Sven would return for an aquaculture project in Wallerfield and Klas to work in the tourist industry in Tobago. At the time of Charles-Harris’ disappearance Sven and Kari were in Trinidad and they spent the day before with her at home watching Formula One racing.

Two days later, Sven received a call that her car was found abandoned in Princes Town and he was asked to drive there to identify it. He then had the task of informing the rest of the family.

She held the post of head of the environmental studies department at COSTAATT at the time of her disappearance.

Sven said he knew immediately something was amiss as the furthest his mother would go driving alone would be to Valpark for choir practice or to do work with Soroptimists.

He said she would not normally drive at night.

Police investigated the possibility of her leaving the country but he knew she never would. He said they had encouraged her to leave the house and get an apartment but she was determined to leave the house for her children.

WE BELIEVE SHE IS DEAD

Sven described the police work as “poor to non-existent.” He said it has been a “trial” for the family as the police were not answering nor returning their calls.

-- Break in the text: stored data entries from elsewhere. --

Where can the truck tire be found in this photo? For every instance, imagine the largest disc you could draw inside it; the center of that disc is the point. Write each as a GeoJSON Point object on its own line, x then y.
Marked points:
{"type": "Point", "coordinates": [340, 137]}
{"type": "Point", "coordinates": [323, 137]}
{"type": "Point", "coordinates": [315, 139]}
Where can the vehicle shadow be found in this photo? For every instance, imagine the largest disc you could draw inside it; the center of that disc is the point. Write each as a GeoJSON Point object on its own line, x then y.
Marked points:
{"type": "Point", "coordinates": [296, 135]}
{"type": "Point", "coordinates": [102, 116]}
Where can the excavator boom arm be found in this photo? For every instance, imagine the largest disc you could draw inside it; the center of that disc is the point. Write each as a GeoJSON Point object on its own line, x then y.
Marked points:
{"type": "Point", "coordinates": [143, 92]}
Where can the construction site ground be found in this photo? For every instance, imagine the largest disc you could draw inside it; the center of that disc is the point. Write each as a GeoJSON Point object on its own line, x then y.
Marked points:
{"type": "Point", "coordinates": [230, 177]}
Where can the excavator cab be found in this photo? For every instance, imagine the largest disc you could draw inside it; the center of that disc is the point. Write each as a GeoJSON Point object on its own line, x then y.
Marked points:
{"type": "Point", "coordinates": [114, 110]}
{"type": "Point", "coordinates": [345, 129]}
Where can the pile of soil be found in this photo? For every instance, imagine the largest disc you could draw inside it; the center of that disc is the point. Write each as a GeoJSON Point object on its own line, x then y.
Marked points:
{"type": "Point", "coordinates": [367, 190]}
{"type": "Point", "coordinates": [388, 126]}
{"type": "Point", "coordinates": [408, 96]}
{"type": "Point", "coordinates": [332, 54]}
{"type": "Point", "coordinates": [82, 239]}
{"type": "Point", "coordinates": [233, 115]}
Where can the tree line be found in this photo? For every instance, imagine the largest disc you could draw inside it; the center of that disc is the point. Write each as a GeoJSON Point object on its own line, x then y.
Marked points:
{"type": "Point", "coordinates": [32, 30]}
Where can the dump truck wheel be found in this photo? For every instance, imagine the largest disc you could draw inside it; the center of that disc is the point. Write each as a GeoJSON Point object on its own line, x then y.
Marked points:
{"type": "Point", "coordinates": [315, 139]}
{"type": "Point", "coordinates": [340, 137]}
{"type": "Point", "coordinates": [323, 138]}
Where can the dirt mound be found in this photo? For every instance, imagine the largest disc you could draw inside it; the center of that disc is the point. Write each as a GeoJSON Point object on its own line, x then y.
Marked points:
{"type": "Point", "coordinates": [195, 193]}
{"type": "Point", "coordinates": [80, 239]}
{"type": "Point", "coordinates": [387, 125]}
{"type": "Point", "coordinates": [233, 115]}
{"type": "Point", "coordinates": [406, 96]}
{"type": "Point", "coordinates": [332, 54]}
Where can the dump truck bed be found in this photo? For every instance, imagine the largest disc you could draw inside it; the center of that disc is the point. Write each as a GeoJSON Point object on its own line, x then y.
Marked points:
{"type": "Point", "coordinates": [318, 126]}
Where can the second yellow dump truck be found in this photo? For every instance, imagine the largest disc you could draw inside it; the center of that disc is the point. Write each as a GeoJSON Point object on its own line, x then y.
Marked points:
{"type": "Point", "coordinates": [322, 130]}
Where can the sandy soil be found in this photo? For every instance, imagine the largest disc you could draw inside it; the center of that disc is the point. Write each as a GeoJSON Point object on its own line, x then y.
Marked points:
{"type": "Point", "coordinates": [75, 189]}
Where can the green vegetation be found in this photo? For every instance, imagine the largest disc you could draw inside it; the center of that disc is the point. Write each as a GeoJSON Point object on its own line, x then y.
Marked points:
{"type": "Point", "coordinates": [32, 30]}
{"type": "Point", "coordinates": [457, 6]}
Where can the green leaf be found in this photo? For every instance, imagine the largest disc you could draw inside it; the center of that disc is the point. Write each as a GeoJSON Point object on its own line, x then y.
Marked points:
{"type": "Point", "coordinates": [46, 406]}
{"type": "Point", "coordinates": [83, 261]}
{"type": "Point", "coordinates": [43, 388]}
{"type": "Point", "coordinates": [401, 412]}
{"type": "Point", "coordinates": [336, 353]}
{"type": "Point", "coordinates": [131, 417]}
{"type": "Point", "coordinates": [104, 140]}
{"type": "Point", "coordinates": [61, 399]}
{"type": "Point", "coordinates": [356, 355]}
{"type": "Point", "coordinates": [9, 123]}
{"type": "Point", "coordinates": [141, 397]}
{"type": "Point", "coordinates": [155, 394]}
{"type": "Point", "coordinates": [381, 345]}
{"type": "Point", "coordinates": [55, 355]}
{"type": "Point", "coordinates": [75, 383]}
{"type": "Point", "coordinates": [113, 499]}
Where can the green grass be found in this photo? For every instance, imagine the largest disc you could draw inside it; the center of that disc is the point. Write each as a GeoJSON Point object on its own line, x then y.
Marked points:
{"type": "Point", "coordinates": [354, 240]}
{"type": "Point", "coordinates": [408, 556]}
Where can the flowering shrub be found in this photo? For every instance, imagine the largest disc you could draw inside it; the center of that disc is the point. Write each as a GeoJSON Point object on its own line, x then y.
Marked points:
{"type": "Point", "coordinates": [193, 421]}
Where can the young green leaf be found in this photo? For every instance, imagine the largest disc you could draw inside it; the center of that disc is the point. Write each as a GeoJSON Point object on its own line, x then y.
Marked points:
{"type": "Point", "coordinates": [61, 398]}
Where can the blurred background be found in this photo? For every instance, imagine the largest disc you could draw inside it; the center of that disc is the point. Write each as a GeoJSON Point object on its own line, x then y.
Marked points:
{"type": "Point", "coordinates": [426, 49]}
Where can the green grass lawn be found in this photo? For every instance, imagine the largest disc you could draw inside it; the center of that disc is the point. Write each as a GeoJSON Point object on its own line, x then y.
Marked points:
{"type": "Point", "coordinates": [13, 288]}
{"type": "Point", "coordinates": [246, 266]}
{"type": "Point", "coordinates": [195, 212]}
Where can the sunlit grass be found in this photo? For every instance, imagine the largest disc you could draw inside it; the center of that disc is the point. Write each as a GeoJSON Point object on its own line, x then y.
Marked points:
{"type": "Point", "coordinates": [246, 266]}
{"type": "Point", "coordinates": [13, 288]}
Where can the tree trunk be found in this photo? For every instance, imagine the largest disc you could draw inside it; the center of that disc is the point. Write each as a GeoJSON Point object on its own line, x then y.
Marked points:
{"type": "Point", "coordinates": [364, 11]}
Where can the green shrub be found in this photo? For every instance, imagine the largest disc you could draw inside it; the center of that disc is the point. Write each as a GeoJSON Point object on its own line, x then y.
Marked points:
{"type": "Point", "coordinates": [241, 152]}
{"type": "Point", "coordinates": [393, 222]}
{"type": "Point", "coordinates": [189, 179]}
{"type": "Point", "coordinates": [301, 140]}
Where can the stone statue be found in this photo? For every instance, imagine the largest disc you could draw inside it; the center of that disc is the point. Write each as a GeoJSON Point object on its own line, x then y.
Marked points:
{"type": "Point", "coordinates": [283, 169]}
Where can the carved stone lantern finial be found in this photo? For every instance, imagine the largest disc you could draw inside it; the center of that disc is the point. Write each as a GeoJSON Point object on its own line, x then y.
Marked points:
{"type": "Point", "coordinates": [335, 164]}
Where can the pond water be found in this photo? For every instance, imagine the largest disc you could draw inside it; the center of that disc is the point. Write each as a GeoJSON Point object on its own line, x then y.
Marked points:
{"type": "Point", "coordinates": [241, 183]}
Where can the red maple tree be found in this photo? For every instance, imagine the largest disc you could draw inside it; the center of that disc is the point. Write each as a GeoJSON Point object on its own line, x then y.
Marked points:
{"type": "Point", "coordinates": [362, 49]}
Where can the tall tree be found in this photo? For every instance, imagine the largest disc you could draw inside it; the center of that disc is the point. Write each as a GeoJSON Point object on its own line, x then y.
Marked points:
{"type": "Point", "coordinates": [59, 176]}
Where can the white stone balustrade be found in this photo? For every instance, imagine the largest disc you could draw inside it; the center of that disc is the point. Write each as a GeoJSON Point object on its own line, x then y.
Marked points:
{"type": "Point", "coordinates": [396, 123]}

“Between West End (in Diego Martin), Princes Town and Anti- Kidnapping Squad, not a peep. They not telling us anything. No updates. Cold case.” He also spoke of the difficulty in retrieving her vehicle which had been left open and exposed to the weather.

Sven said they believe their mother is dead but it would take seven years to legally declare her dead.

“We cannot have a memorial service until the seven years is up.

It is hard when it concerns closure. We are still in limbo. We know she is not going to pop up. Without a doubt, she is gone.” Klas said with the crime situation on a daily basis in the country, police “quickly move on”.

“I imagine it is overwhelming.

They cannot stick with one case.” He also said he does not believe the police have the technical equipment and forensic capability to pursue cases. He described Trinidad as a “paradise on earth” but crime was the proverbial fly in the ointment and a few individuals were making things bad for everyone.

“The majority of people are generous, open-hearted, kind, like to lime and like Carnival. Klas don’t miss a Carnival.” After his mother disappeared, Klas went to Sweden for a year-and-a-half before returning to renovate his mother’s house. He said it was hard being in the house and being reminded of her. He finds himself cursing at things that his mother never repaired.

He said COSTAATT and Bishop Anstey Junior School, where his mother was principal, were planning initiatives in her honour. His sister Helen was also looking at setting up a scholarship fund. On July 26, the anniversary of her disappearance, the children will come together and eat pelau.

Charles-Harris, born on February 1, 1937, would be 80 yearsold if she is still alive.

According to police sources, the case was moved from the Anti- Kidnapping Unit to the Homicide Bureau and remains open.